Venecia podría transformarse en una atracción submarina en 200 años, según expertos
La icónica ciudad de los canales, reconocida por su valor universal excepcional, enfrenta una amenaza existencial que podría cambiar su fisonomía para siempre.
Un reciente informe liderado por científicos de la Universidad de Salento advierte que, de continuar el ritmo actual del cambio climático, Venecia podría convertirse en una reliquia bajo el agua en los próximos 200 años. El estudio proyecta que el nivel del mar en la zona podría elevarse hasta los 81 centímetros para finales de este siglo, poniendo en jaque un conjunto arquitectónico medieval que ha sobrevivido sobre pilotes de madera durante más de un milenio.
El documento detalla que, aunque estructuras emblemáticas como el Palacio Ducal o la Basílica de San Marcos son joyas del arte bizantino admiradas globalmente, su ubicación sobre marismas las hace extremadamente vulnerables. Para intentar frenar este desenlace, los investigadores proponen soluciones sin precedentes que van desde la construcción de presas costeras que rodeen completamente la laguna, hasta el desmantelamiento de piezas históricas clave para ser trasladadas hacia el interior. Estas medidas buscan proteger un patrimonio que la UNESCO incluyó en su lista protegida hace casi cuatro décadas.
Desafíos tecnológicos y el costo de la preservación
Actualmente, la ciudad cuenta con el sistema Mose, una red de 78 compuertas móviles diseñadas para aislar la laguna durante las mareas altas y resistir inundaciones de hasta tres metros. Sin embargo, los expertos señalan que estas barreras no serán suficientes a largo plazo. El informe estima que un esfuerzo de conservación a gran escala, como el que se requiere para salvar la urbe, podría alcanzar un coste de 100.000 millones de euros. Aun con tal inversión, el éxito no está garantizado de forma permanente debido a la magnitud del fenómeno climático.

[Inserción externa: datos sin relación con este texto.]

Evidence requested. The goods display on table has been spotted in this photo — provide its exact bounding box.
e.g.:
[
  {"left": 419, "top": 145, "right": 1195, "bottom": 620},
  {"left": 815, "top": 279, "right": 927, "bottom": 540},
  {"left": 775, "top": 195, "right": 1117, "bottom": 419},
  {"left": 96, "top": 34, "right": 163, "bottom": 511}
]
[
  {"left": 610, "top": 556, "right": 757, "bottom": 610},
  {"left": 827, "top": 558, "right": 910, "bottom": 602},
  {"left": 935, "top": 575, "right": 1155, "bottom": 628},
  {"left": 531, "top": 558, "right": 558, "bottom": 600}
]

Más allá de la pérdida material, el estudio subraya la dificultad de preservar la cultura lagunar y los estilos de vida tradicionales que definen a la región. El autor principal de la investigación, Piero Lionello, ha sugerido que las futuras generaciones probablemente tendrán que explorar los restos de la ciudad mediante el buceo o el uso de submarinos. Según su análisis, aunque se logren salvar algunos objetos, la actividad económica y el tejido social tal como los conocemos hoy podrían desaparecer ante el avance inevitable del Adriático.
La situación de Venecia sirve como un recordatorio crítico sobre la fragilidad de los destinos históricos frente al calentamiento global. La comunidad científica insiste en que las soluciones actuales son temporales y que se requiere una visión a muy largo plazo para gestionar lo que parece un destino inevitable para la Serenísima. El debate sobre si es posible mantener una ciudad viva en estas condiciones o si se convertirá en un museo sumergido es ya una prioridad para los planificadores urbanos y conservadores de arte en Italia.